The agreement was that it would furnish the Fund with regular account statements with details of the shares purchased and dividends received.

Discount was also supposed to produce regular information and statements on the number of shares it had registered at every point in time.

Under the arrangement, such statements would be sent to the NSSF on a monthly basis for auditing.

It is not clear when problems started. But the correspondence shows that the NSSF only came to learn about the 82 nominee accounts much later in the day.

In May and after months of exchanges, the management of NSSF was shocked to learn that contrary to what had been agreed, the 82 nominee accounts did not reflect ownership of the said shares by the NSSF.

Apparently, the arrangement was that the nominee accounts would be in the names of both Discount and NSSF, with the broker being given the power of attorney to sign cheques on behalf of the client.

It was at this point that it became clear to the NSSF’s management that the institution was thoroughly exposed.

Since the 82 nominee accounts did not reflect ownership of the shares by the NSSF, there was nothing to stop Discount from selling the shares to a third party.
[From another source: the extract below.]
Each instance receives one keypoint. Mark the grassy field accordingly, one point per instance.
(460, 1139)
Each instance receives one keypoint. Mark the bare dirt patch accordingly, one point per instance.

Early last year, the management of NSSF started smelling a rat when they realised that Discount was taking too long to remit share certificates purchased on their behalf.

It is after they started exerting pressure on the broker that they realised that something had gone terribly wrong.

On May 22, 2007, under sustained pressure, Discount produced the statements for the 82 nominee accounts.

The revelations were shocking. First, it emerged that certificates for shares bought on behalf of the NSSF as far back as 2005 had not been transferred to the NSSF.

At a meeting held between NSSF and Discount on July 18 this year, chaired by former managing director Rachel Lumbasyo, three important decisions were arrived at:

First, that Discount Securities transfer all shares bought for the Fund in the year 2006/07 to new nominee accounts in the names of both the NSSF and the broker.

Second, that all shares bought between 2003 and 2005 be immediately surrendered to the relevant registrars for issuance of share certificates.

Third, that for the purposes of monitoring the progress of transferring the shares, monthly reports and statements be released to the NSSF.

Two weeks ago, when the Capital Markets Authority moved to appoint new managers for Discount Securities Ltd, citing “governance problems,” the NSSF board and management realised that they were out on a limb.

An investigation was hurriedly set in motion to determine the depth of the exposure to Discount Securities.

It emerged that as at October 1 this year, Discount owed the NSSF Ksh13.5 million ($192,857)in unpaid dividends. Moreover, the outstanding share certificates amount to Ksh1.4 billion ($20 million) — all of which the Fund could lose.

On Wednesday last week, the chair of the NSSF, Jane Mwangi, put out a statement saying the board had “observed with concern” the happenings at Discount Securities Ltd.

She announced the decision of the board to interdict several top managers of the fund. The following day, Labour Minister John Munyes announced that he had fired the whole board over the Discount saga.

He said external auditors would be called in to determine the full extent of the exposure and determine culpability of both the management and the board.

Neither the scope of the investigations nor the terms of reference had been announced as we went to press.

But it is clear that one of the areas for investigations will be the reasons why the NSSF management was for so long content with an arrangement under which they could not even insist on rudimentary monitoring of the shares which Discount was purchasing on their behalf.

Discount Securities was established in 1995. It has three branches in Nairobi and about 20 branches throughout the country.

CMA’s move to take over its management came eight months after it placed the broker on the watch list.

Last week, the CMA said in a statement that it had intervened in order to strenghen the corporate governance of the company and to ensure business continuity.

The regulator explained that it had to move on Discount Securities to protect the interests of capital markets and the investing public in Kenya.

The CMA said a representative of audit firm KPMG would be incorporated as the new executive director.